Ketika itu saya dipasanglah oleh salah satu media Online menjadi wartawan yang meliput peristiwa-peristiwa politik di Ibukota. Dipasanglah untuk meliput di Balai Kota, kantor Gubernur DKI Jakarta yang kala itu masih Ahok menjabat dan saat itu Ia masih berjaya.

Setiap pagi, saya selalu disarankan untuk membaca berita-berita di media lain sebelum ke balai kota, "belajar mengetik cepat, biar jari-jarinya beracun" kata redaktur saya kala itu. Singkatnya saya menulis berita dan mengirim ke meja redaksi untuk di edit kembali. Apa kata redaktur saya, berita saya kurang asik, alias "jari-jemari saya belum beracun".

Hari-hari demi hari saya tetap di Balai Kota, meliput dan mewawancarai pejabat daerah salah satun yang saya liput soal penertiban pasar tanah abang yang terkenal itu. Tapi lagi-lagi jari-jemari saya belum beracun hingga tidak menyengat para pembacanya. Singkatnya kemudian saya dipindahkan untuk meliput di DPR RI, lahan basah kata para wartawan senior disana. Hehehe.

Setelah di DPR RI saya tetap di sarankan baca berita (isu) sebelum ke lapangan dan tambah perhatikan wartawan media A, B dan C agar melihat cara mereka mengolah berita dan (isu). Saya kaget bukan kepalang melihat salah satu rekan wartawan dari Media A yang jari-jarinya cepat setara dengan orang berbicara.

Tak sekalipun saya melihat rekan ini melihat layar HPnya, dia hanya fokus pada narasumber dan sambil bertanya, jari-jarinya terus bergerak sesuai yang ditutur oleh narsum. Dalam hati saya berkata inikah yang disebut jari-jari beracun itu?

Hari demi hari saya terus meliput di DPR RI hingga punya kesimpulan nakal bahwa para anggota dewan itu ada yang merasa candu untuk diliput ada juga yang lari ketika ada wartawan yang menghampiri (mungkin dia benar punya kasus besar kata saya dalam hati saja kala itu).

Saya belajar lagi dari wartawan B soal kedalaman menggali isu dan mengembangkan isu agar melebar selebar-lebarnya.
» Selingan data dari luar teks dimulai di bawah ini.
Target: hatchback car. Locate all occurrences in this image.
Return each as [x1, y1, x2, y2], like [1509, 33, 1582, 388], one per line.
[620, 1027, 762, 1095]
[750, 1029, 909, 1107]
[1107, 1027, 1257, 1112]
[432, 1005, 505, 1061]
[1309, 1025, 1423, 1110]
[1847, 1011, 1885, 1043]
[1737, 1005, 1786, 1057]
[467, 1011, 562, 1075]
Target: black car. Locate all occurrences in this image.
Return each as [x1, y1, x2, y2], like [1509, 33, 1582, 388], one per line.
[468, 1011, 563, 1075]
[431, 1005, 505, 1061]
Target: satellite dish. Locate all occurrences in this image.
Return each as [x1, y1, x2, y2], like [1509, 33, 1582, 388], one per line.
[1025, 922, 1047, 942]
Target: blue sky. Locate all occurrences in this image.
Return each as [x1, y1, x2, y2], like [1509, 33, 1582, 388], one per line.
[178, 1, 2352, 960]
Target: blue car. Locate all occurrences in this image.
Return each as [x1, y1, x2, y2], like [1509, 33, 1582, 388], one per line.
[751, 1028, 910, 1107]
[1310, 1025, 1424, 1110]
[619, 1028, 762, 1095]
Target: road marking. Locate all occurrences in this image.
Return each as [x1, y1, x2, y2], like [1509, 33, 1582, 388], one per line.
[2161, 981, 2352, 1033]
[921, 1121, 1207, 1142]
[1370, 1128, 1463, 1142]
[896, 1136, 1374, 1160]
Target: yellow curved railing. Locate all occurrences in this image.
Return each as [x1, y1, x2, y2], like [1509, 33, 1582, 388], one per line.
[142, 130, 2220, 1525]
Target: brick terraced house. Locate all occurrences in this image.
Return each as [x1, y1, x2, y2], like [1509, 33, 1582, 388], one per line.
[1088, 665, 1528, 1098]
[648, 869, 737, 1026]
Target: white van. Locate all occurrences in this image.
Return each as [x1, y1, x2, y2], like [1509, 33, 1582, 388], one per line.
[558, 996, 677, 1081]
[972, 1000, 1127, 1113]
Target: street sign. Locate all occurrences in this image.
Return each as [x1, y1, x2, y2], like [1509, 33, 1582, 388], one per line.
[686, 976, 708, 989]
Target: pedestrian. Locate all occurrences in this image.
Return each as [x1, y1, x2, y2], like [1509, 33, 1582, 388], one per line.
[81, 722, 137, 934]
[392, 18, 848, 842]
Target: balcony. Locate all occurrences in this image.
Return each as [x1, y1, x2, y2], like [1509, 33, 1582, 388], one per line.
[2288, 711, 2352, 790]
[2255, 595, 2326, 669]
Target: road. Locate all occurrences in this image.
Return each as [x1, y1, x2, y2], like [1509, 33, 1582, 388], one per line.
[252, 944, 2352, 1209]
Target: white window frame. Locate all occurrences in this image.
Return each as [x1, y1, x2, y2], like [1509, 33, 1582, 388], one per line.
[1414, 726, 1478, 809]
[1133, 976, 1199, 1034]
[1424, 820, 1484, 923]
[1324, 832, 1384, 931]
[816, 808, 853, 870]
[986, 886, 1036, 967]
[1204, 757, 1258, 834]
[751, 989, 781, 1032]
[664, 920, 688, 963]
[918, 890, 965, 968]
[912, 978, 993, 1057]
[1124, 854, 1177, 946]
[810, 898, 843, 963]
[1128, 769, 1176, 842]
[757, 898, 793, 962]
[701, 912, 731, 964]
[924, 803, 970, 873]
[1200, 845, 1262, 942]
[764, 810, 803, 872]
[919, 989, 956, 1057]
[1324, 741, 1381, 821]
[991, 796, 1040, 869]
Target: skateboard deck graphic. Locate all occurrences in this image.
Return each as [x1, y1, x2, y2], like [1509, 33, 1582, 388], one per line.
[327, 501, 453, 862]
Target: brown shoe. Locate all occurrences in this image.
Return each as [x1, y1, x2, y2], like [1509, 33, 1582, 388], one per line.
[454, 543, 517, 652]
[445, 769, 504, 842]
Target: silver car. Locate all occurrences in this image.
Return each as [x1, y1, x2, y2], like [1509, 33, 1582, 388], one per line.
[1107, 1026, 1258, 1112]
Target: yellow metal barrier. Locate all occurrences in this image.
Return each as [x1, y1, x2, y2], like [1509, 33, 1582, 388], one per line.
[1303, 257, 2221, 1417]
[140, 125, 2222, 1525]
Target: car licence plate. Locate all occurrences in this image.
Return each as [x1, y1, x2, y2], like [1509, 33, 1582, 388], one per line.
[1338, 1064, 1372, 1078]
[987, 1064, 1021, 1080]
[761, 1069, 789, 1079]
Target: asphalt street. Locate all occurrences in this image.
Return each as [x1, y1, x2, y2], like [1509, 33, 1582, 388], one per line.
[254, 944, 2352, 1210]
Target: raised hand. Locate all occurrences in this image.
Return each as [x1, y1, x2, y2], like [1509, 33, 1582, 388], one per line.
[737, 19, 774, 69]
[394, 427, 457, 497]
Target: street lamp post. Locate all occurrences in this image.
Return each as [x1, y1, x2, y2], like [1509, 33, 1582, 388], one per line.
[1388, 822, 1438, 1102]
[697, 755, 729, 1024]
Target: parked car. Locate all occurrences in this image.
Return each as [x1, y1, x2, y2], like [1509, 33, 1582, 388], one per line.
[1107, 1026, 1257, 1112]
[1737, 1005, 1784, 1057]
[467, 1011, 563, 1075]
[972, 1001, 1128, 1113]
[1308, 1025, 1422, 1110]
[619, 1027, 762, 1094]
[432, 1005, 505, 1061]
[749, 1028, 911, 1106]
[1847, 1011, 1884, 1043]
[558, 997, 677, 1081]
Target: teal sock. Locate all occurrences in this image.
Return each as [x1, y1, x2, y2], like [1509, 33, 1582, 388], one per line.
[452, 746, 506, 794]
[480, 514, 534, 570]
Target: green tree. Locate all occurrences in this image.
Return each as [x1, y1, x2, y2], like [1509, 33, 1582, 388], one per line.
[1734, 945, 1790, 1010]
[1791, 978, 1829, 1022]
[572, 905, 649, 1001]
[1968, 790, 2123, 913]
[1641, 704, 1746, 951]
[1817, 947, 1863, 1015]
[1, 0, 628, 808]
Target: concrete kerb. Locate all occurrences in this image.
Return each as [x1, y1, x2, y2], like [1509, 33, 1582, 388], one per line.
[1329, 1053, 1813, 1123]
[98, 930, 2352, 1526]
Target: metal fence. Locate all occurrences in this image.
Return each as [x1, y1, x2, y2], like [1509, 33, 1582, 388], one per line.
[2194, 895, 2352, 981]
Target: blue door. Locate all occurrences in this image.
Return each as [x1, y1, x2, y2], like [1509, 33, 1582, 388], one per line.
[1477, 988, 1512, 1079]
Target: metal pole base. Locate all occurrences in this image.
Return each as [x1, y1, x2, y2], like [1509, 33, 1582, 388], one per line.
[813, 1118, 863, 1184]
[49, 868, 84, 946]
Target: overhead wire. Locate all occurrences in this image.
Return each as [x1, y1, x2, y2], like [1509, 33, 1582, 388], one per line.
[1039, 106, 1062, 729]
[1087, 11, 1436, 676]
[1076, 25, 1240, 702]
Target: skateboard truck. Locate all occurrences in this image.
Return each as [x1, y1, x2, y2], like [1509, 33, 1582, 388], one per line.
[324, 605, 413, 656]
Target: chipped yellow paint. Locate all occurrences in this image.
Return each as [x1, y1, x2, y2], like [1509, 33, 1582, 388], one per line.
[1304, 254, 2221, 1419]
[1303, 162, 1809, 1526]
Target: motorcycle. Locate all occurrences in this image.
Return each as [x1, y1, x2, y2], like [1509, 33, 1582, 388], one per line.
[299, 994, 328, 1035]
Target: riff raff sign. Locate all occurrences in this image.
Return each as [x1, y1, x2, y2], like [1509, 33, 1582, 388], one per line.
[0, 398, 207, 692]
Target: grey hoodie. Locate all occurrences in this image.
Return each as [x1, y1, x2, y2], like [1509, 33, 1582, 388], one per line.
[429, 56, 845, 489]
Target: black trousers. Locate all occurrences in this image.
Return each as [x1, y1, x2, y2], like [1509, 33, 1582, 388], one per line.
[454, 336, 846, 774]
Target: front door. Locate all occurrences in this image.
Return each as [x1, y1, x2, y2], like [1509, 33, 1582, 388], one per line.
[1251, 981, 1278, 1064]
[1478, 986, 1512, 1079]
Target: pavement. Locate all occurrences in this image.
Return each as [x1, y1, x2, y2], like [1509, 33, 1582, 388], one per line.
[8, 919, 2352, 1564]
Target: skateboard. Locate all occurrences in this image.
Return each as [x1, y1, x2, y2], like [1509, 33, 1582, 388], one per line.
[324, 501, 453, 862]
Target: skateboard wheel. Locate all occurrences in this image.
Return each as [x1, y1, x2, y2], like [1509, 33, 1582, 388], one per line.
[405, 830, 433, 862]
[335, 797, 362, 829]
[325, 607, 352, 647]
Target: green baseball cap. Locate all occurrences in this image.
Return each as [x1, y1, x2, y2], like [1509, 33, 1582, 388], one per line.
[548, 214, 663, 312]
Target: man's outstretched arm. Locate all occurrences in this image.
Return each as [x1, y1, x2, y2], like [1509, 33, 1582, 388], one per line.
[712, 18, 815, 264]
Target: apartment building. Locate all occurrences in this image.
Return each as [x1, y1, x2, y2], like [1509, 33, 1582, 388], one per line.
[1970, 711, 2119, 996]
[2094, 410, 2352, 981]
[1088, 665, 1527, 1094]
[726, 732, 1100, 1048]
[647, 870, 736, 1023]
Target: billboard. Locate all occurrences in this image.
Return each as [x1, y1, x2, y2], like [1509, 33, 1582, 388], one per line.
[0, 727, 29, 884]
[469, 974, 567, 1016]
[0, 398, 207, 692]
Karena kata seniorku saat itu wartawan dari media B dab C paling jago mencuri info bahkan yang masih tersembunyi di kantong si narsum .

Nah, soal jari-jari beracun itu ternyata tidak perlu jadi wartawan di Balaikota atau DPR, cukup di kamar kos yang nuansanya pengap makan jari-jari bisa juga beracun. Atau kelamaan menjomlo bisa jadi pemicunya, mungkin juga kasus patah hati juga bisa jadi pemicu? Soal jari-jari beracun itu ternyata soal kualitas ketikan kita yang mampu membuat orang terpanggil untuk membaca dan mungkin juga merasa terganggu atas ketikannya.

Ini yang terjadi pada kasus yang menimpa Imara  pemuda di NTB/Lombok. bisa jadi ada sederet masalah yang ia hadapi hingga jari-jarinya terkontaminasi racun "Iseng". Sialnya iseng model ini berujung cilaka seperti kata Doel Sumbang dalam syairnya "Aku tidak sinting, tetapi cilaka. Apalagi sinting pasti lebih cilaka..... Lantaran meminum arak kencing kuda".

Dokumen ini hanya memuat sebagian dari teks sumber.